The group agreed in February to cut its official production limits by one million barrels per day (bpd) from April 1.
"As far as Saudi Arabia is concerned April 1 has been implemented and I believe others have done so as well," Naimi told reporters.
"Throwing more oil on the market, because of prices where they are today, would be destructive," he said.
US light crude oil for May delivery rose 13 cents to $35.58 a barrel. On Wednesday, the Nymex crude contract traded at as low as $35.25 a barrel on uncertainty over whether Opec would carry through the output cut plan.
"The market is certainly responding to the Saudi comment and it is likely to rebound (further)," said Tony Nunan, manager at the international petroleum business of Mitsubishi Corp.
The Nymex prompt crude contract market will reach $37, the level before March 25, Nunan said. On March 25, the Nymex May crude tumbled from $37.00 a barrel to $35.51.
London's IPE May Brent crude was at $31.76 a barrel, up two cents, after hitting an intraday low of $31.52.
Opec has been under pressure from consuming nations to reverse or postpone the output cut to cool red-hot oil prices, which in the United States struck a 13-year closing high two weeks ago.
Opec producers had been divided on Monday over whether or not to bow to demands from oil consuming nations.
Some traders were earlier pulling out their net longs because of an expected increase in US oil inventories last week.
On Wednesday, the US Energy Information Administration (EIA) will release US weekly petroleum inventory data showing the health of US fuel supplies.
A Reuters survey of eight analysts forecast an average build of 1.9 million barrels in US commercial crude stocks in the week ended March 26.

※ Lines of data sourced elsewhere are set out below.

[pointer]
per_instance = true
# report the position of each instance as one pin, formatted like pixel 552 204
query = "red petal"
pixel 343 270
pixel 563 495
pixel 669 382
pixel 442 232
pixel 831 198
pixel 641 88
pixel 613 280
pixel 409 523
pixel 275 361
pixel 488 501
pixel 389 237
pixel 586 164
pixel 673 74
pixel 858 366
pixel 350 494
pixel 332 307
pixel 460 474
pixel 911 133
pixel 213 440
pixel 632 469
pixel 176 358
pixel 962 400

In the week ended March 19, US refiners had 288.6 million barrels of crude in inventory, 7.5 million barrels up from the previous week.
Nymex April gasoline, which expires on Wednesday, was at $1.1125 a gallon, down 0.59 cent, while Nymex April heating oil was up 0.08 cent at 88.55 cents a gallon.
On the Tokyo Commodity Exchange (TOCOM), the benchmark August crude contract stood at 19,050 yen per kilolitre (yen/kl).
TOCOM October gasoline was 60 yen down at 28,470 yen/kl while the October kerosene traded at 28,940 yen/kl, up 280 yen.
TOCOM October gas oil was 110 yen down at 27,310 yen/kl.